Simultaneously read multiple Datasets into an Xarray-Beam pipeline

Question

Simultaneously read multiple Datasets into an Xarray-Beam pipeline

shoyer opened this issue 2 years ago · 2 comments

It is relatively common to need to load multiple xarray.Dataset objects, e.g., to compare two different models.

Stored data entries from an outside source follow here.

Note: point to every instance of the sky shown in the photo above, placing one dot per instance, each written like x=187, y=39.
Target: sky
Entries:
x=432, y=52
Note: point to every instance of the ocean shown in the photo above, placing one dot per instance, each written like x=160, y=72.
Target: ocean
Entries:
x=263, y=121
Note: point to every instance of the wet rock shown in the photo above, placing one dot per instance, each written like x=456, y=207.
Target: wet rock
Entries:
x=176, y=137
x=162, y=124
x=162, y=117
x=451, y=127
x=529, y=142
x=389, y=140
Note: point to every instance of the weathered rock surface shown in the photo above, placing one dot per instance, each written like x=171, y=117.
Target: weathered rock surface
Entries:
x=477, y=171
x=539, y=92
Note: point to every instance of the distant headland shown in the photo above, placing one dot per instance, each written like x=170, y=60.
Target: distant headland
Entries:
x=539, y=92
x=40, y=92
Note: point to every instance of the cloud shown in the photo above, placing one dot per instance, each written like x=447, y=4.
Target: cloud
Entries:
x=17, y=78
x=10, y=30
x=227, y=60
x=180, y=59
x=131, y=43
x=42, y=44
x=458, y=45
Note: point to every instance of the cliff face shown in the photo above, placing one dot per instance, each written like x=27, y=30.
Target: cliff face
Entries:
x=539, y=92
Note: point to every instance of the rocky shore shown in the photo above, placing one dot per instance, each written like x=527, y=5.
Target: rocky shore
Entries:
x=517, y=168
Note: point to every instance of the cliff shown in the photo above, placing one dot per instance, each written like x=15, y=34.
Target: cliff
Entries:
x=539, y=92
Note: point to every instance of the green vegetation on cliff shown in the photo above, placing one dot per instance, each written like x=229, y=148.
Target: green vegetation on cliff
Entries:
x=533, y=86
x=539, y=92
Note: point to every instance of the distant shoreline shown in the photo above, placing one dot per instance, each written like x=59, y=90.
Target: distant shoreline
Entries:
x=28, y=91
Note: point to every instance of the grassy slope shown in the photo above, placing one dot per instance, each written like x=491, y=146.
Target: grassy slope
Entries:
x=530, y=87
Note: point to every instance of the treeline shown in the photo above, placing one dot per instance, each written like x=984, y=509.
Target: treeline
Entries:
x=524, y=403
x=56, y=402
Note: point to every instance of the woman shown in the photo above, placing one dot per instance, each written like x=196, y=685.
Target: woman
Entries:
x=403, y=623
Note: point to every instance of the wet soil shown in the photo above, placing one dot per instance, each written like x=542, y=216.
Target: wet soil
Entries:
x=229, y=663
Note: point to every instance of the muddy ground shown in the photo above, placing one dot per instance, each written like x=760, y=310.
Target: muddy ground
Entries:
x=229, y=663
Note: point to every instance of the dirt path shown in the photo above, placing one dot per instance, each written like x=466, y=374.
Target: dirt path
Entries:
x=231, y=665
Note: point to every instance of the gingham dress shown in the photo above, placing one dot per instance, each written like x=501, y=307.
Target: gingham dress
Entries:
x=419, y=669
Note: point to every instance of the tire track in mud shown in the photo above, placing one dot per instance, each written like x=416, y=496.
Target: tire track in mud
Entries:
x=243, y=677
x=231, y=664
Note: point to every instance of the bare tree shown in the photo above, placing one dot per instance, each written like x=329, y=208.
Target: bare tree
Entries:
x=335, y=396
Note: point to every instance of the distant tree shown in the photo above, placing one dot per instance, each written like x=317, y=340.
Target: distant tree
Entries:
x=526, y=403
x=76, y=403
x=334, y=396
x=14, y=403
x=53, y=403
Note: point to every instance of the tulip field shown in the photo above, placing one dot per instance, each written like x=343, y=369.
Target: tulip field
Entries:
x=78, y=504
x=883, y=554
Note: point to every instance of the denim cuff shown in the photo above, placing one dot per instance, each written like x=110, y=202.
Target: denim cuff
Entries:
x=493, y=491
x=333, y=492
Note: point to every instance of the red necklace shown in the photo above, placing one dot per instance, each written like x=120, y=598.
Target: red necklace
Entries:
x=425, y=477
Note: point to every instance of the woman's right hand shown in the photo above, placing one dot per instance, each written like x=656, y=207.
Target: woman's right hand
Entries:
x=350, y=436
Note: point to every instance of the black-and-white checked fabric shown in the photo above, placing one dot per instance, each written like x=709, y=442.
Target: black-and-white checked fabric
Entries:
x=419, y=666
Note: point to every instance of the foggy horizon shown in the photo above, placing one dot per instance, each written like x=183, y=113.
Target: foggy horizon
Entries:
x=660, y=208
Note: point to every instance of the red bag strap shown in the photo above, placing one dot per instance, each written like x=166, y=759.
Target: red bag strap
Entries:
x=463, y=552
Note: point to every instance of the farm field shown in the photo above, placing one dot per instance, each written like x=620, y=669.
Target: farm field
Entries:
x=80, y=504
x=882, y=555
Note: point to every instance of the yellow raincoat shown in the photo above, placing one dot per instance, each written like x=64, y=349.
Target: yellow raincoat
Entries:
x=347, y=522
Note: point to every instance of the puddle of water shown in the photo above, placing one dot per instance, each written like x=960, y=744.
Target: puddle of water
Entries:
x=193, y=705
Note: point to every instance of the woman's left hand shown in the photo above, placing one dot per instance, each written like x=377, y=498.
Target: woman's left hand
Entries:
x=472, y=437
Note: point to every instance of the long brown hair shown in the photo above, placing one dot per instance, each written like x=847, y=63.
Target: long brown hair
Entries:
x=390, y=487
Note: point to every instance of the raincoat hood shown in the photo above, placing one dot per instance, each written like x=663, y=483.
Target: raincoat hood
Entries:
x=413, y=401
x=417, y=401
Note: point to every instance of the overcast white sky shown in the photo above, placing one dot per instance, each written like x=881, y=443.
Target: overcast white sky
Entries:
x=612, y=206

This currently can be done by loading data with separate calls to xbeam.DatasetToChunks, and by joining together the result with beam.CoGroupBykey. This works but is rather inefficient, involving an extra write of the data to disk. Ideally we could load the data in a single beam transform instead, e.g., xbeam.DatasetToChunks([ds1, ds2], chunks) would return a PCollection with elements of type tuple[xbeam.Key, tuple[xarray.Dataset, xarray.Dataset]].

CC @alxmrs

Answer 1 · 2022-12-15T02:45:01.000Z

I'm looking into this now.

I have a design question, though: What is the best PCollection interface? tuple[xbeam.Key, tuple[xarray.Dataset, xarray.Dataset]] or tuple[xbeam.Key, xarray.Dataset, xarray.Dataset]? I have a slight preference for the latter (and, this implementation would not be so bad). This version also seems fairly natural for operations like beam.MapTuple() (can handle n-ary tuples) and beam.GroupByKey() (will just use the first value in the tuple). It feels more zen to me, too. :)

WDYT?

Answer 2 · 2022-12-15T03:29:03.000Z

A small update -- the former does seem to offer a better typing story (python/typing#180), I now am leaning that way.